Sometimes, a scene will come to me, or a snippet of dialogue, and I will find the nearest slip of paper and pen (one is usually clipped onto my necklace; yes, writing is an obsession) and write it down for later. Certain ways of wording something can only be written THAT WAY once, and if I lose it, I might never get those exact words back again. Some people might think it’s not a big deal, or if it were so great, how could I forget them? Frankly, my brain is full of too many ideas, and if I don’t physically catch them when they overflow and fall out of me, they might drift off into the aether. That’s just the way of things. Scenes, stories, plot points, I can turn all of those over in my mind enough times to make them stick, but not always so for those flashes of brilliance.

On the other hand, there are times when I am fully aware that I am writing. I have to systematically work through a setting in my mind, often with mumbled descriptions and hand gestures as I work out the spacial layouts, or figure out how to describe a certain movement. This is when my words are building blocks which I am carefully placing one by one to try and fashion a story. I am lucid and actively participating in the creation as I work through it.

I find that editing a manuscript straddles the line between the two. I read through my work, fully engrossed in the scene until something jars me out of it; the trigger that makes me stop and say, “hey, wait a minute…”, and realise that something needs changing. Then it’s a question of whether I’m able to pour out all the right ideas without thinking about them, or if I have to consciously craft the fixes.

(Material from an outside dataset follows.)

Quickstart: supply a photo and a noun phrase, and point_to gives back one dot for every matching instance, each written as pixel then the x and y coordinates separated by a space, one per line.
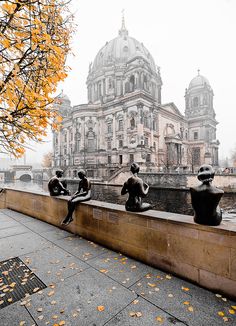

The worst is when I have an obligation to work on one project, while the beautiful inspiration for another is ready to bubble over. Usually, I go the way of “artist”, and let the story with the ideas take what it needs, rather than play at being “responsible” and trudge through my work. To do anything else feels like I’m trying to pretend to be one person, do the “right” things for that life, but all the while speaking with someone else’s words, stolen and re-purposed to suit something they were never intended for. Yo ho ho, a writer’s life for me.